HONOLULU (AP) - Hawaiian Electric plans to issue new guidelines for installing residential solar systems in an effort to accommodate the high demand for electricity powered by the sun.
The utility’s new guidelines will allow more photovoltaic systems to be installed in Oahu neighborhoods already heavily populated with solar panels.
The new guidelines will update interconnection rules put in place last fall, the Honolulu Star-Advertiser (https://bit.ly/1ihDgEd) reported.
The revised rules are an attempt by the utility to open up the grid without compromising safety or reliability, said Scott Seu, Hawaiian Electric’s vice president for energy resources.
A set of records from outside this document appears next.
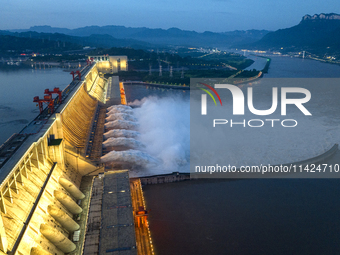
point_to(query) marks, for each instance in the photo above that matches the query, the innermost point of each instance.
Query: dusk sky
(198, 15)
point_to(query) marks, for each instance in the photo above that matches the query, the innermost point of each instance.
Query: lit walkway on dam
(56, 197)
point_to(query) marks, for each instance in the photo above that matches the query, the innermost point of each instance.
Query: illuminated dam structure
(52, 200)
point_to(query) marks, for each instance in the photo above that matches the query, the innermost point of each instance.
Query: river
(254, 216)
(260, 216)
(18, 86)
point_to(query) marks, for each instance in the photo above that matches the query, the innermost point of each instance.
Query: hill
(164, 37)
(319, 34)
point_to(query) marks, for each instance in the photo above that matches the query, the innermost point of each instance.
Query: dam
(56, 197)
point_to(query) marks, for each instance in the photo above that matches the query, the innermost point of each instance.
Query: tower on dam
(49, 174)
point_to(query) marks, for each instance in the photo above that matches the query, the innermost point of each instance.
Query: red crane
(79, 75)
(54, 91)
(47, 100)
(73, 73)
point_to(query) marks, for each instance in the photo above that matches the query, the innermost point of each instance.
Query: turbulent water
(162, 139)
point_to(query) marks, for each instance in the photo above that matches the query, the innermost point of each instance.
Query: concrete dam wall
(42, 200)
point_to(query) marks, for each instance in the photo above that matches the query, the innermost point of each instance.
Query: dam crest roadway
(56, 197)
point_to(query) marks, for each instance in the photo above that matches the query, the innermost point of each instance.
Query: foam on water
(121, 124)
(123, 141)
(120, 106)
(121, 116)
(133, 158)
(112, 111)
(121, 133)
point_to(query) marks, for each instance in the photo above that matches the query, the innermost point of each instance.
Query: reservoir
(253, 216)
(262, 216)
(18, 86)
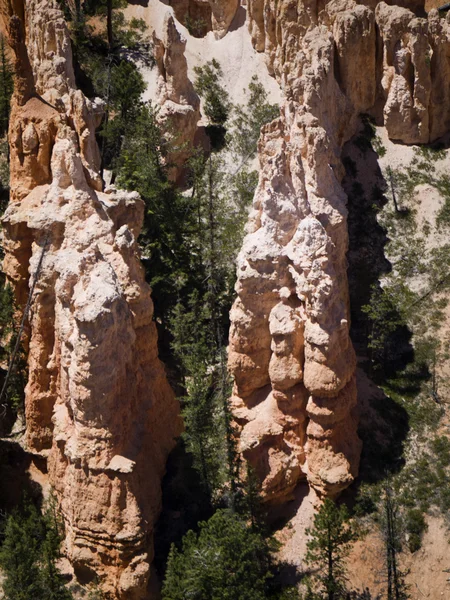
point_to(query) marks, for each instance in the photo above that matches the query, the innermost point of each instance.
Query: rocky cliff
(290, 353)
(98, 405)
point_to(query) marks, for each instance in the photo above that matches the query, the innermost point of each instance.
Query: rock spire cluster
(98, 404)
(290, 352)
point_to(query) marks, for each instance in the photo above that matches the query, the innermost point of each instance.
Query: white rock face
(290, 351)
(98, 404)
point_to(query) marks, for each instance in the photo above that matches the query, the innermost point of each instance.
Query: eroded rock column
(98, 404)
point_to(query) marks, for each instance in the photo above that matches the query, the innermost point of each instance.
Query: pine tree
(332, 537)
(20, 555)
(29, 553)
(225, 561)
(52, 579)
(396, 587)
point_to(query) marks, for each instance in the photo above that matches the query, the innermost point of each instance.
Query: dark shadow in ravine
(383, 423)
(14, 475)
(184, 504)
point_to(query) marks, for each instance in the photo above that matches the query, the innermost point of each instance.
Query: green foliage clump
(331, 539)
(247, 120)
(224, 561)
(28, 555)
(217, 105)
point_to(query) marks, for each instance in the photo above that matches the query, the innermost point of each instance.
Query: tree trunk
(109, 24)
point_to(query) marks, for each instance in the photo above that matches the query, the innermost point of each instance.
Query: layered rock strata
(98, 404)
(290, 352)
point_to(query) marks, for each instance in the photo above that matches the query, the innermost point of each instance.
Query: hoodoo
(290, 351)
(98, 405)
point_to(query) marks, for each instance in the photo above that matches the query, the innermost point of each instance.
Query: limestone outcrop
(290, 353)
(175, 94)
(201, 16)
(98, 405)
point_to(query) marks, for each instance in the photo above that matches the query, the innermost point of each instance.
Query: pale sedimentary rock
(98, 404)
(290, 352)
(175, 94)
(201, 16)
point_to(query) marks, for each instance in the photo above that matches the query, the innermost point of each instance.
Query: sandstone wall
(290, 353)
(201, 16)
(98, 404)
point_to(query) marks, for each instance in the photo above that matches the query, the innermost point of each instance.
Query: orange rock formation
(290, 352)
(98, 404)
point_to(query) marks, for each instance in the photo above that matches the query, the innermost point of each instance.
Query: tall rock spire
(98, 405)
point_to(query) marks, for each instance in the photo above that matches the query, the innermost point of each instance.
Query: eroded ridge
(98, 404)
(290, 352)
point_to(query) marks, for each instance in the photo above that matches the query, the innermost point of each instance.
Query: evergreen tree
(248, 120)
(331, 539)
(29, 553)
(396, 587)
(225, 561)
(52, 579)
(20, 555)
(217, 105)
“We wanted to define some options - what we call technical-mitigation options - to address a situation on a neighborhood circuit when there is so much energy being generated at certain times of the day by PV systems that electricity is actually flowing backwards into the substation,” Seu testified at a hearing held by the House Committee on Energy and Environmental Protection.
Power flows backward into a substation when there is more electricity being produced by rooftop photovoltaic systems in a particular neighborhood than the entire neighborhood is consuming.
Seu declined to discuss specifics of the new guidelines until they’re officially released.
When Hawaiian Electric issued guidelines in September, 54 of its 416 circuits on Oahu had PV generation that was at or above 100 percent of daytime minimum load. Since then, the number of circuits at or above the threshold has grown to 105.
Solar-energy industry officials have criticized the old guidelines as being unnecessarily restrictive and leading to a sharp slowdown in photovoltaic panel installations. Building permits issued for photovoltaic systems fell on Oahu for eight straight months from May through December, according to data from the Honolulu Department of Planning and Permitting.